7. Moreover, my results are congenial with Donchin's interpretation and not Verleger's (1988), who wants to tie to the "closure" of expectancies. We can dismiss almost immediately the suggestion that the P300 is amplified by unexpected or low frequency events, since in the investigation being reported here, each priming condition was just as likely to occur as any other. (One might argue that unprimed targets are a low frequency event relative to primed targets tout court, but in virtue of the differential priming effects seen across the different priming conditions, it seems unlikely that subjects categorized events in that way.)

8. This experiment also tells us some things about the functional identification of the P300 with respect to priming. Although the effects seen here are in congruence with the hypothesis that the P300 indexes processing in working memory, they do not dovetail with the most recent suggestions that priming occurs at a fairly low level of sensory processing in the occipital lobes (Squire et al., 1991). Recent work by Paller and Kutas (1992) indicates that priming without recollection (the sort of priming Klimesch discusses in para. 51 and the sort of priming that also must have occurred here) shows up as a positivity between 400 and 500 msec bilaterally over the posterior regions of the brain. Here, however, we found priming beginning over different areas of the brain and at different times, depending upon the type of prime subjects were given.
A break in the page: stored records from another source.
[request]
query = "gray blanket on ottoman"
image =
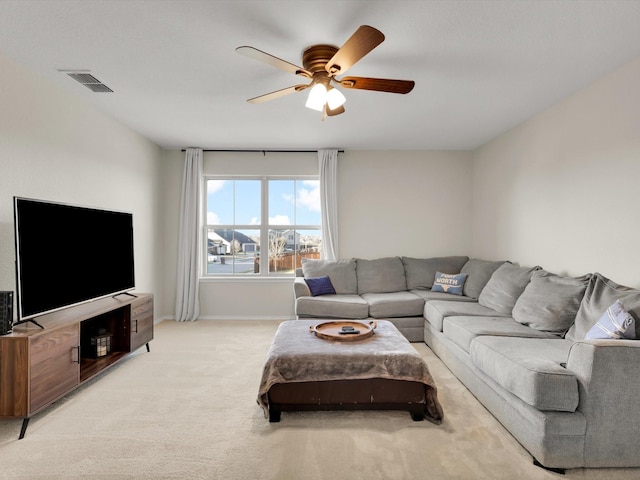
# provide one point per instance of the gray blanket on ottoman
(297, 355)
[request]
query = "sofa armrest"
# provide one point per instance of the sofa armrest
(607, 373)
(300, 288)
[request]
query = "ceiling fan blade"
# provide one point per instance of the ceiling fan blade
(335, 111)
(364, 40)
(277, 94)
(269, 59)
(378, 84)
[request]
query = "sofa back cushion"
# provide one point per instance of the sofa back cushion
(342, 273)
(420, 272)
(550, 302)
(381, 275)
(601, 294)
(479, 272)
(505, 286)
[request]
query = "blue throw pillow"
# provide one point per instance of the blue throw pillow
(614, 323)
(320, 286)
(448, 283)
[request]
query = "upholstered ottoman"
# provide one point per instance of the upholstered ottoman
(382, 372)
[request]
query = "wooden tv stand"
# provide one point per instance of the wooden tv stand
(40, 365)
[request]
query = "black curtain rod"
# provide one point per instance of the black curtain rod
(262, 151)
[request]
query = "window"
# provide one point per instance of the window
(260, 226)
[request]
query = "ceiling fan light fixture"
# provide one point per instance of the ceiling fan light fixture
(335, 98)
(317, 97)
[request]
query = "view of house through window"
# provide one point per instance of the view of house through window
(261, 225)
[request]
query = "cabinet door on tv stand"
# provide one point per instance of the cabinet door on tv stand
(55, 365)
(141, 322)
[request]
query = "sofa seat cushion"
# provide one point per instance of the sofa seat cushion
(462, 330)
(381, 275)
(394, 304)
(529, 368)
(429, 295)
(436, 311)
(332, 306)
Moreover, occipital priming effects were conspicuously absent in the early negative components, which indicates that the early sensory processing affected by priming conditions is not located in the posterior regions of the brain. The later P300 attenuation does occur bilaterally over the occipital lobes, as well as over other sites; however, we have hypothesized that this component indexes the more cognitive aspects of stimulus processing, and so these effects would not tend to corroborate Paller and Kutas's results.
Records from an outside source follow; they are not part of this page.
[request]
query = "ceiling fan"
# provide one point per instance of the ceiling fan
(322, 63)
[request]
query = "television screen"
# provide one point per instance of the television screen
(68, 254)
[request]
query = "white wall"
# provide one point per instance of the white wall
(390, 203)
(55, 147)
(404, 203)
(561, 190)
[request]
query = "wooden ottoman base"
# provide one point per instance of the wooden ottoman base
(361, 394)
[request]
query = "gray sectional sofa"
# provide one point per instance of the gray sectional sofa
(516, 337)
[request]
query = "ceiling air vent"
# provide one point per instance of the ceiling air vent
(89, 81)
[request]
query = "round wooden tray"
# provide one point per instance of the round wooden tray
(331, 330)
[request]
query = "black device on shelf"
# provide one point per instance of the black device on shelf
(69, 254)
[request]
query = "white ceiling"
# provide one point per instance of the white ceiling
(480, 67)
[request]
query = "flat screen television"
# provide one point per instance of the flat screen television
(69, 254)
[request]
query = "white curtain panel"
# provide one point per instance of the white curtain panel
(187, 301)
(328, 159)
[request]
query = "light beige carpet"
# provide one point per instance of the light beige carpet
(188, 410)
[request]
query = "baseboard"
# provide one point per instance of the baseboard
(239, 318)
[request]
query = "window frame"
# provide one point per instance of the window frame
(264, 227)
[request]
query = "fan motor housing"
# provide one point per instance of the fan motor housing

9. Though nothing I have written rules out any of Klimesch's hypotheses concerning possible functions of the P300, it is important to recognize that whatever the P300 indicates, it does more than simply index "memory codes" (para. 51). For we can see differential effects in situations in which subjects are experiencing completely novel stimuli. The P300 does MORE than indicate "increased episodic memory demands" (para. 48).

REFERENCES

Donchin, E. (1981). Surprise!...surprise. Psychophysiologia, 18, 493-513.

Hardcastle, V.G. (forthcoming). Discovering the Moment of Consciousness? An ERP Analysis of Priming Using Novel Visual Stimuli. Philosophical Psychology.

Klimesch, W. (1995). Memory Processes Described as Brain Oscillations in the EEG-Alpha and Theta Bands. PSYCOLOQUY 95(6) memory.brain.1.klimesch.

Paller, K.A. & Kutas, M. (1992). Brain potentials during memory retrieval: Neurophysiological indications of the distinction between conscious recollection and priming. Journal of Cognitive Neuroscience, 4, 375-391.

Rugg, M.D. & Doyle, M.C. (1992). In H. Heinze, T. Munte & G.R. Mangun (Eds.), Cognitive Electrophysiology. Cambridge, Massachusetts: Mirkhauser Boston.

Squire, L.R. (1992). Declarative and nondeclarative memory: Multiple brain systems supporting learning and memory. Journal of Cognitive Neuroscience, 4, 232-243.

Squire, L.R., Ojemann, J., Miezin, F., Petersen, S.E. & Raichle, M.E. (1991). The anatomy of normal human memory. MS.

Verleger, R. (1988). Event-related potentials and cognition: A critique of the context updating hypothesis and an alternative interpretation of P3. Behavioral & Brain Science, 11, 343-427.